Canon dość długo czekał z wejściem na rynek bezlusterkowców. Jednak, gdy już Japończycy zdecydowali powalczyć o ten segment rynku, zrobili to z hukiem. Po świetnym EOS-ie R pojawił się jego mniejszy brat – EOS RP. To aparat, który może być niezwykle ciekawą opcją – nie tylko dla profesjonalistów, ale także pasjonatów fotografii. W tekście ukryliśmy KOD RABATOWY na zakup aparatu – czytaj uważnie!
Na początku muszę wspomnieć, że testowałem to body przed i po aktualizacji do wersji 1.4. Jest to o tyle ważne, że aktualizacja ta niemal kompletnie odmieniła ten korpus.
Rzut oka na specyfikację rodzi skojarzenia
Patrząc na specyfikację RP miałem wrażenie, że gdzieś już to słyszałem… Pełnoklatkowe body, które jest mniejsze i tańsze od bardziej profesjonalnego korpusu. Trochę jak Canon 6D Mark II i jego bardziej zaawansowany kuzyn 5D Mark IV… Myślę, że postawienie RP i 6D II na jednej półce jest uzasadnione – tym bardziej, że dzielą ze sobą całkiem sporo elementów. Oba korpusy posiadają matrycę 26.2Mpx i choć Canon twierdzi, że w RP jest to zmodernizowana konstrukcja to mam wrażenie, że została ona po prostu dostosowana do specyfiki bezlusterkowców. Nie jest to wada, bo to całkiem niezły sensor!
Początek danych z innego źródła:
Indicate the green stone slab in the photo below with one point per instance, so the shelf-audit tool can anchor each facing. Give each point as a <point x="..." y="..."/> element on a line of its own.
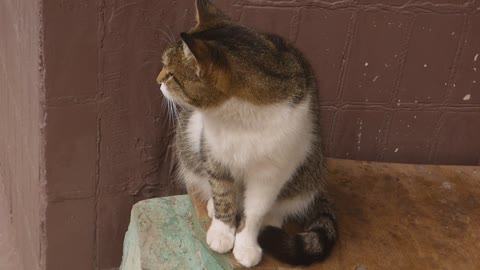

W obu aparatach działa ona bardzo sprawnie, a czułość ISO również działa w takim samym zakresie od 100 do 40 000 (opcjonalnie rozszerzalne do 50-102400). W obu konstrukcjach można również spotkać dotykowy, trzycalowy ekran z 1040 tysiącami punktów. Przyznasz, że może to budzić skojarzenia? Tu jednak podobieństwa się kończą!
Pełna oferta aparatów marki Canonów >>
Canon pospieszył się z premierą?
Pierwszą rzeczą, którą należy zrobić po wyjęciu z pudełka to aktualizacja! Gdy odebrałem mój egzemplarz dziennikarski był na nim zainstalowany soft 1.1. No i chyba mogę powiedzieć, że Canon się po prostu pospieszył z premierą RP (z R było zresztą podobnie). Mogli chwilę dłużej poświęcić na dopracowanie swojego oprogramowania – myślę, że dzięki temu bezusterkowe korpusy już na starcie zebrałyby lepsze opnie.
Przechodząc do konkretów! Oprogramowanie w wersji 1.4 nie tylko znacznie poprawiło działanie autofocusa, rozpoznawania twarzy, oczu czy funkcje śledzenia ostrości. Największa poprawa zaszła na polu zarządzania energią. Akumulator LP-E17 starczał mi na zaledwie 200/300 klatek, po aktualizacji bateria poprawiła swój wynik trzykrotnie. Wciąż warto kupić zapasowy, ale nie można było tak już na początku?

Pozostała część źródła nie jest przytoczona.